Most people understand that higher prices means less available money to spend on desired goods, but fewer people appreciate high prices as a market signal.  Let’s evaluate high prices for goods after a natural disaster, and use Hurricane Katrina as an example.

When Hurricane Katrina hit New Orleans some people were outraged that businessmen jacked up the prices for their generators.  With the argument that in times of great strife and need people should be willing to sacrifice and assist others, these greedy business men were trying to earn more profit off the backs of these people in dire straits.  While I agree that people in need should be helped; they do not understand the need for temporarily higher prices in these circumstances.

Like all other consumer goods, as demand increases so do prices.  This is a market force/signal that has been understood for a long time, and during a natural disaster there is no exception.  When there is unusually high demand for a particular good, like a generator, prices will rise.  These higher prices tell the Market that there is a shortage of said good.  This also tells businessmen that there is very strong demand, for whatever reason, and will allow them to allocate more of that good (generators) to a certain geographical area.  In this case it is New Orleans.

Without these higher prices, the supply vs demand equation is unbalanced.  If the price of generators did not rise, it would mean that only those who happened to stumble on a generator would get one.  No additional generators would be allocated to New Orleans because the prices would remain the same.
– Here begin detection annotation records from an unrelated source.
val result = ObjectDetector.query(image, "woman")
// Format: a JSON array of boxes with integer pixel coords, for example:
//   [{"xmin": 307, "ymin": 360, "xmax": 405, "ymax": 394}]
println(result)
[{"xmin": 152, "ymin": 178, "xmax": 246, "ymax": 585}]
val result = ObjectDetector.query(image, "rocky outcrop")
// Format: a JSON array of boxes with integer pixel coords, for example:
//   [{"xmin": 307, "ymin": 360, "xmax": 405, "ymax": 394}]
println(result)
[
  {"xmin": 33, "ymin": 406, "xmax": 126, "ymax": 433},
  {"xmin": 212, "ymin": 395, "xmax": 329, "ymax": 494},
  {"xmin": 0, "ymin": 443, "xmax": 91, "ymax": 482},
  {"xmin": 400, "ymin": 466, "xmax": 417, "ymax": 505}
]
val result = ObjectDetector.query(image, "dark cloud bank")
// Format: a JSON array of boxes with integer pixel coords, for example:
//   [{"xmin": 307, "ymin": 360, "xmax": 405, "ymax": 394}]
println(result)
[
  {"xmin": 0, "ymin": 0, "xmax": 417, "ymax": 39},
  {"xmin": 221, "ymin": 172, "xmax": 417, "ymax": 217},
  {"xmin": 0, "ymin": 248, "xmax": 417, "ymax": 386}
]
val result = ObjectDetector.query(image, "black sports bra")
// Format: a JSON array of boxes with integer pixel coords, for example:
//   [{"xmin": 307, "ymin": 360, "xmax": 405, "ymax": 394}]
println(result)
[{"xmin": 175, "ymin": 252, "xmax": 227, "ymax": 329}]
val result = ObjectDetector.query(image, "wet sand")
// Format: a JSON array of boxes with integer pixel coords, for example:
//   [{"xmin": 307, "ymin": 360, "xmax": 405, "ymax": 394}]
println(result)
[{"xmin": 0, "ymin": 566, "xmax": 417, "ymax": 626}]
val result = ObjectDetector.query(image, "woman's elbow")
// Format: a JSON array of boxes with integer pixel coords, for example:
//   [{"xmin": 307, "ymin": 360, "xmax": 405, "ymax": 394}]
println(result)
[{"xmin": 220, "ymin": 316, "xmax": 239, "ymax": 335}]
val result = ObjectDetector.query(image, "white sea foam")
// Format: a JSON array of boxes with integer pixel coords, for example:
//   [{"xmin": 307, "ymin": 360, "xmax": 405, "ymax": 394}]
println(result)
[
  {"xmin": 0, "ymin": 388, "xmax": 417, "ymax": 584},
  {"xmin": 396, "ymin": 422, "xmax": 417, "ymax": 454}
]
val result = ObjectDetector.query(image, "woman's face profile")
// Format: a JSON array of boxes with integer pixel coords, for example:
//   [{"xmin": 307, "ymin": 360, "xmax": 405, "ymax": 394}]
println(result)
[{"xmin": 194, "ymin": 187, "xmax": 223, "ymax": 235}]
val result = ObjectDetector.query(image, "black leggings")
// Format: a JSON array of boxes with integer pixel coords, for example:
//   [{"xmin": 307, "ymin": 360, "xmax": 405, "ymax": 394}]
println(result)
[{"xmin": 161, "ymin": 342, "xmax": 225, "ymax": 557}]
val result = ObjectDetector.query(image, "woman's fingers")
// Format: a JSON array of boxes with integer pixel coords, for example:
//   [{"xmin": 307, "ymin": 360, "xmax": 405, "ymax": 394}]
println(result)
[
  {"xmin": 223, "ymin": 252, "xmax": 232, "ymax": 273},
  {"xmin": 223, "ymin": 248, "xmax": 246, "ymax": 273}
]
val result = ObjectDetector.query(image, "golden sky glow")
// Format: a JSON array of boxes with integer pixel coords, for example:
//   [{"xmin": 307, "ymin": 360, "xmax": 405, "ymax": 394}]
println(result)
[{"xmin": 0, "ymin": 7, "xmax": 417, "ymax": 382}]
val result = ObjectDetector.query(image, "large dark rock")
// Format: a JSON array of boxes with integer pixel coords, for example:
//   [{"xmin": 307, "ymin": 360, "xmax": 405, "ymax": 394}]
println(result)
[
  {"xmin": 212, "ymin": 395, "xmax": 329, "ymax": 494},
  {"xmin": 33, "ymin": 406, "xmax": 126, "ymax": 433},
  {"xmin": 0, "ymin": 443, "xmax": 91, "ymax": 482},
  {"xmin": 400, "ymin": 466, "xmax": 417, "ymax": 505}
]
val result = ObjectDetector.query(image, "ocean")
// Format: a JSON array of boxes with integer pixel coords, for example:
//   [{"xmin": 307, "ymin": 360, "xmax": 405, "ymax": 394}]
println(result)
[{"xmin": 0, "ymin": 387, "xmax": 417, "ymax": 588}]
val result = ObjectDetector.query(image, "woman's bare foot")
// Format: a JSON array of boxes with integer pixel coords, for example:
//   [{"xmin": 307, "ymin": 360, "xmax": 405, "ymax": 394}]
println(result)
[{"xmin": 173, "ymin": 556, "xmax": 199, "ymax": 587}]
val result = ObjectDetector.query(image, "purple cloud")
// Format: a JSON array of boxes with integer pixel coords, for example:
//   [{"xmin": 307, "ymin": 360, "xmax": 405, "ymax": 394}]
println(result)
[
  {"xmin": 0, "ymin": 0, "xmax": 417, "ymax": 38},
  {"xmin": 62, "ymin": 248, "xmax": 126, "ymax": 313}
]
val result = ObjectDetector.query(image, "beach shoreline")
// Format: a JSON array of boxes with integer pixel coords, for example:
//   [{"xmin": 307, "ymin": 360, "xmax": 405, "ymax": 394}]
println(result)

This is why you have shortages when price controls are enacted.  If prices aren’t allowed to fluctuate, businessmen will not know where their products are the most desirable or needed.  Would you rather pay 150% of the normal price for a generator during times of great despair, or not have the option to buy a generator at all?  Nobody is forcing you to purchase the generator, and you could have planned ahead and prepared for such a stressful circumstance ahead of time.  If so, you would have been able to buy a generator at its normal price.  Perhaps you could have bought two generators, and put your money where your mouth is and sell it to some needy person at the normal cost.

Higher prices mean that you have less disposable income for other goods/services.  High prices get under our skin, and we smite the businessman for lowering our standard of living. All too often our anger overrides our logic.  Higher prices, in many cases, can be a blessing in disguise.  Without the ability for prices to rise and fall due to supply/demand, we would have empty shelves and an inability to acquire what we desire.  Is it better to go without electricity during the aftermath of a hurricane, or to pay that extra 50% to keep the lights on and food cooked?  The Boy Scout motto of “Be prepared” seems appropriate.